In canceling Djokovic’s visa, Hawke said Prime Minister Scott Morrison’s government is “determined to protect Australia’s borders, particularly in light of the COVID-19 pandemic”.
Morrison himself welcomed the imminent deportation of Djokovic. The episode has struck a chord in Australia, and particularly in the state of Victoria, where locals experienced hundreds of days of lockdowns during the worst of the pandemic.
Australia is facing a massive increase in virus cases caused by the highly transmissible ommicron strain. On Friday, the country reported 130,000 new cases, including nearly 35,000 in the state of Victoria. While many infected people are not getting as sick as in previous outbreaks, the wave is still putting a heavy strain on the health system, with more than 4,400 people hospitalized. It has also disrupted workplaces and supply chains.

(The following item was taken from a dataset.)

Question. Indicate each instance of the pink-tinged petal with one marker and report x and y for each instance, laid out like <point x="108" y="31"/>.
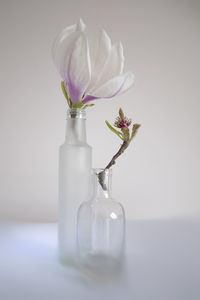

“This pandemic has been incredibly difficult for every Australian, but we have stayed together and saved lives and livelihoods. … Australians have made many sacrifices during this pandemic and they rightly expect the result of those sacrifices to be protected,” Morrison said. Friday. “This is what the minister is doing by taking this action today.”
Djokovic’s supporters in Serbia are stunned by the visa cancellations.
Everyone at the Australian Open – including players, their support teams and spectators – must be vaccinated. Djokovic has not been vaccinated.
His waiver was approved by the State of Victoria and Tennis Australia, apparently allowing him to obtain a visa to travel. But the Australian Border Force rejected the waiver and canceled his visa when he landed in the country.
Djokovic spent four nights in an immigration detention hotel before a judge overturned that decision. That statement allowed him to move freely through Australia and he practices daily in Melbourne Park.
“It’s not a good situation for anyone,” said Andy Murray, a three-time Grand Slam champion and five-time runner-up at the Australian Open. “It seems like it’s been dragging on for a long time.”
Under Grand Slam rules, if Djokovic is forced to withdraw from the tournament before the turnaround for Day 1 is known, Andrey Rublev would move to number 5 in Djokovic’s place in the bracket.
If Djokovic withdraws from the tournament after Monday’s game schedule was announced, he would be replaced in the field by what is known as a “lucky loser” – a player who loses in the qualifier but ends up in the main draw because another player before the match has started.
And if Djokovic plays in a match – or more – and is then told that he can no longer participate in the tournament, his next opponent simply moves on to the next round and there is no replacement.